According to a warning from Microsoft, one of the most common Android risks, toll fraud malware, is expanding with capabilities that enable automated membership to premium services. The threat actor deceives victims into calling or sending an SMS to a premium number in toll fraud, a subset of billing fraud. The distinction is that toll fraud requires a mobile operator’s network connection because it cannot operate over WiFi.
In a recent report, Microsoft provides technical information on how Android users may protect themselves from toll fraud software. The Wireless Application Protocol (WAP), which enables customers to subscribe to premium content and add the fee to their phone bill, is how toll fraud operates. The consumer must click a subscription button to connect via the mobile network. Some services ask users to confirm their selection by sending a one-time password (OTP).
The fraudulent subscription is started, the OTPs are intercepted, and warnings that would alarm the victim are suppressed by malware that facilitates toll fraud. Microsoft has discovered many phases in the process that frequently take place without the users being aware of them:
- Turn off the WiFi or watch for the user to migrate to a mobile network
- Go to the subscription page covertly
- Auto-clicks the subscribe button
- Intercept the OTP (if applicable)
- Provide OTP to the service provider (if applicable)
- Cancel the SMS notifications (if applicable)
The malware begins by gathering information on the subscriber’s nation and mobile network, for which Android does not need the user’s consent. Disabling the WiFi connection and forcing the device to utilize the operator’s network is an important step. This is doable on Android 9 (API level 28) or before with a standard protection permission level. The ‘requestNetwork’ function, which is covered by the CHANGE_NETWORK_STATE permission and has a normal security level, is available for higher API levels. Microsoft demonstrated this with a piece of the Joker virus, which has continuously crept into Google’s Play Store for more than five years.
The malware that commits toll fraud then takes advantage of “NetworkCallbak” to track network activity and get the “networktype” variable to tie the process to a particular network, compelling the device to forgo a WiFi connection in favor of one provided by the mobile operator. The user can only get around this by manually turning off mobile data. The malware then attempts to automatically subscribe to a list of websites that provide premium services if the victim’s cell carrier is one of the targets. A user often clicks on an HTML element and subsequently sends a verification code to the server. However, there are other subscription possibilities as well.
“For the malware to do this automatically, it observes the page loading progress and injects JavaScript code designed to click HTML elements that initiate the subscription. As the user can only subscribe once to one service, the code also marks the HTML page using a cookie to avoid duplicate subscriptions” - Microsoft
Microsoft warns that further verification may occasionally be needed. The company’s analysis of toll fraud malware samples revealed techniques for doing that. Some carriers only complete the subscription after confirming that the customer allowed it by sending an OTP code through SMS, HTTP, or USSD (Unstructured Supplementary Service Data), the first two of which are the most common.

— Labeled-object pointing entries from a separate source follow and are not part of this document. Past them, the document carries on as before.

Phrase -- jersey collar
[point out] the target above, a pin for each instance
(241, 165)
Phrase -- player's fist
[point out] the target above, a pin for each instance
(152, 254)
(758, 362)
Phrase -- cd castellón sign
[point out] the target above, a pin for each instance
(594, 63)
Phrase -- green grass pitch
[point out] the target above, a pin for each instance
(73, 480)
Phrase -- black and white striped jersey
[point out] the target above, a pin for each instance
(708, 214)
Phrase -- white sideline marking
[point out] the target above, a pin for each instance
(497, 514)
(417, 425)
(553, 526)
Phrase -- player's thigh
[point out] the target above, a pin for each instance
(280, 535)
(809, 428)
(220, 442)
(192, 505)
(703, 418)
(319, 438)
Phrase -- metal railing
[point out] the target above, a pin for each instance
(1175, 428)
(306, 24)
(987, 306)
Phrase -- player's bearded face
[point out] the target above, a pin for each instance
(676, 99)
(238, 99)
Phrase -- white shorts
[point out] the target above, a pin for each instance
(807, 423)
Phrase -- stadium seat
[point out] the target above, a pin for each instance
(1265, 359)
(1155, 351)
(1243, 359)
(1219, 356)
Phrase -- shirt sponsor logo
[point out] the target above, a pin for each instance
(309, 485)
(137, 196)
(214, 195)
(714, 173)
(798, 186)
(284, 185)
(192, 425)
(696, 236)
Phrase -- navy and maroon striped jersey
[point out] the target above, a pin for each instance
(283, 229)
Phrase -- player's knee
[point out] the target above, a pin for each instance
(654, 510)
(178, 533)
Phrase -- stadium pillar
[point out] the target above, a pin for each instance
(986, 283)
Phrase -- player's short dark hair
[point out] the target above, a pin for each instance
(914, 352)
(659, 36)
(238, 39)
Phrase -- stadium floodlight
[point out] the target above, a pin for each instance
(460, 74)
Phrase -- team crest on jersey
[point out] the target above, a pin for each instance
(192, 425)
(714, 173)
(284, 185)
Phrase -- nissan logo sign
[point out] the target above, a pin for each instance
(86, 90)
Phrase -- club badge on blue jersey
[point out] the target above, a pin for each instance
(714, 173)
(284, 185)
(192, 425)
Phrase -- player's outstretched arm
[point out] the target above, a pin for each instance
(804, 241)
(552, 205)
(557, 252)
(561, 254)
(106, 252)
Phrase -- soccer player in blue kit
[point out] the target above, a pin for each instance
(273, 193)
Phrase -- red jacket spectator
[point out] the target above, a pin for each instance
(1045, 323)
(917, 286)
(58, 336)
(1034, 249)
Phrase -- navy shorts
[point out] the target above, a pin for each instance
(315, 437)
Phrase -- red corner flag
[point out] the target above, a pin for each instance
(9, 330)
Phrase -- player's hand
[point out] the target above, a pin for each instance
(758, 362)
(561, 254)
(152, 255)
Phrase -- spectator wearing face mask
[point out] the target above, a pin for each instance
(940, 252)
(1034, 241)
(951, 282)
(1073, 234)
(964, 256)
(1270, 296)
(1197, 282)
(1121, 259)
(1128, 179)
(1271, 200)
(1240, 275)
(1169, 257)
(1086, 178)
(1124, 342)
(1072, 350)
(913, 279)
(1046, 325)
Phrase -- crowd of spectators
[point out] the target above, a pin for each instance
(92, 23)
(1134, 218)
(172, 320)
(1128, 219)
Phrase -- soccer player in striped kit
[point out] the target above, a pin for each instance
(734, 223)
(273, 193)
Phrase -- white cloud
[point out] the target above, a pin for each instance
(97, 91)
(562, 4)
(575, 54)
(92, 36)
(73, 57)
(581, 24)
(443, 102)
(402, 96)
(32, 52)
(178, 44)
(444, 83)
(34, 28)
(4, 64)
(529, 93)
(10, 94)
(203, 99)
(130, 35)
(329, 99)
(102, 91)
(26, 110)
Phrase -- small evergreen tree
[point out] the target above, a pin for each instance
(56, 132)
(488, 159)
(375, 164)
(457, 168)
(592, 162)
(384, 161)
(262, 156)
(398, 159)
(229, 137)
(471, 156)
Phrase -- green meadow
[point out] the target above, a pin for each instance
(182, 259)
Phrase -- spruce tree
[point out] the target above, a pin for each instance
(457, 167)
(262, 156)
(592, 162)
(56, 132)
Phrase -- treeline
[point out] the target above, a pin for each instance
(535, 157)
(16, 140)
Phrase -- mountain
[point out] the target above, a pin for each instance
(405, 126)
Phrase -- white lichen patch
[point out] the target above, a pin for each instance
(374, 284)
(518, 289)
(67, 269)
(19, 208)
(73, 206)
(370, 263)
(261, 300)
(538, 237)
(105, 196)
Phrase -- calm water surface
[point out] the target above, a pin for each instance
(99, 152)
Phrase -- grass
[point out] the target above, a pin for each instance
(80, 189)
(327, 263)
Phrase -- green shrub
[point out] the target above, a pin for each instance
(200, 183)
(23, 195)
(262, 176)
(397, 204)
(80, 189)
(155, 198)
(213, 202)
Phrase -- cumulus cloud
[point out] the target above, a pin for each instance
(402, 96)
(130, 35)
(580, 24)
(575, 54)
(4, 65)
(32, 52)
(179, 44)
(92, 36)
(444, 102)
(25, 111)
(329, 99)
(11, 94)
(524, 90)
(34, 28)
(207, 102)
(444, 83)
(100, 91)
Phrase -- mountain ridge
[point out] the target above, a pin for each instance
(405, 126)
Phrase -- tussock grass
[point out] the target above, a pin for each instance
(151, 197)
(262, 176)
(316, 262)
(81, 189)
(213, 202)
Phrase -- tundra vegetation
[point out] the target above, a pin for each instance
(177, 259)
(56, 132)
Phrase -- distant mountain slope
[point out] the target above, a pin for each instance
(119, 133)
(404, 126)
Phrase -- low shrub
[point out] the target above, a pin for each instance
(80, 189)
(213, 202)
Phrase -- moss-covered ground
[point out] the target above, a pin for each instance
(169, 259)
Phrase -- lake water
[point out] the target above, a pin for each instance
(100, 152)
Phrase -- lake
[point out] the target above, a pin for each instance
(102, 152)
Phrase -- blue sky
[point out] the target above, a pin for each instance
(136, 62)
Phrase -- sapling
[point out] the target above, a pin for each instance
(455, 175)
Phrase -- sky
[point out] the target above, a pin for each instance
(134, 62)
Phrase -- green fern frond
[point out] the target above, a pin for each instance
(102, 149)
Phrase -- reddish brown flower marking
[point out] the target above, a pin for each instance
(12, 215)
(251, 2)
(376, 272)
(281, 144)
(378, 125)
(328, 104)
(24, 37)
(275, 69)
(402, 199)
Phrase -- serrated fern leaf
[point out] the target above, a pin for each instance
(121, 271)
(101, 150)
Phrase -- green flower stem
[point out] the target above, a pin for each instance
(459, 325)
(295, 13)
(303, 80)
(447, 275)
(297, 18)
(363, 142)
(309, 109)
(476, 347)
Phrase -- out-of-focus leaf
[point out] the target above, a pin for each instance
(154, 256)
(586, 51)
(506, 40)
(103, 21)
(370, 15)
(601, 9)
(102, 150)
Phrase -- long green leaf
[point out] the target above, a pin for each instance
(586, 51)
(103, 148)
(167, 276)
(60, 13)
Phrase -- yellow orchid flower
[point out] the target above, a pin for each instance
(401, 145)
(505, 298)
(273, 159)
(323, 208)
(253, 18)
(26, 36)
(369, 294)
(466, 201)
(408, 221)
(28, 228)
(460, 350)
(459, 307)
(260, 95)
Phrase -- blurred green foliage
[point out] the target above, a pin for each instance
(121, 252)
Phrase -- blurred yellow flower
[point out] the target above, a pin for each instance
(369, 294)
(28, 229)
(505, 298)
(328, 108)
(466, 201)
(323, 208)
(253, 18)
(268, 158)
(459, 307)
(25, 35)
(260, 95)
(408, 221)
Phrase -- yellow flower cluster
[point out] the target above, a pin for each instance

It’s fairly unusual for Android malware to steal SMS data. When collecting messages sent through the HTML protocol, the code must be processed to look for characters representing a verification token. The threat actor is free to finalize the membership to the chosen premium service once they have the authorization code. This is insufficient, though, as victims could get subscription-related alerts; thus, they must be blocked.
“Since API level 18, an application that extends the NotificationListenerService is authorized to suppress notifications triggered from other applications,” said Microsoft.
The creators of toll fraud malware often include features that make the harmful activity as covert as feasible. If the mobile network of the infected device is not on the list, one method is to keep the infection dormant. Another approach is to employ dynamic code loading, which only permits some code to load under particular circumstances. This makes it more challenging to detect the infection, particularly when using static analysis.
The key to preventing toll fraud malware from infecting your smartphone is to ensure that the source from which your Android is being downloaded is reliable, like Google’s Play Store. Moreover, it’s a good idea to review the permissions required during installation if you want to safeguard your privacy and lessen the likelihood that malware may take over your device. Microsoft also advises users to refrain from giving applications access to SMS, alerts, or accessibility unless these rights are necessary for proper operation.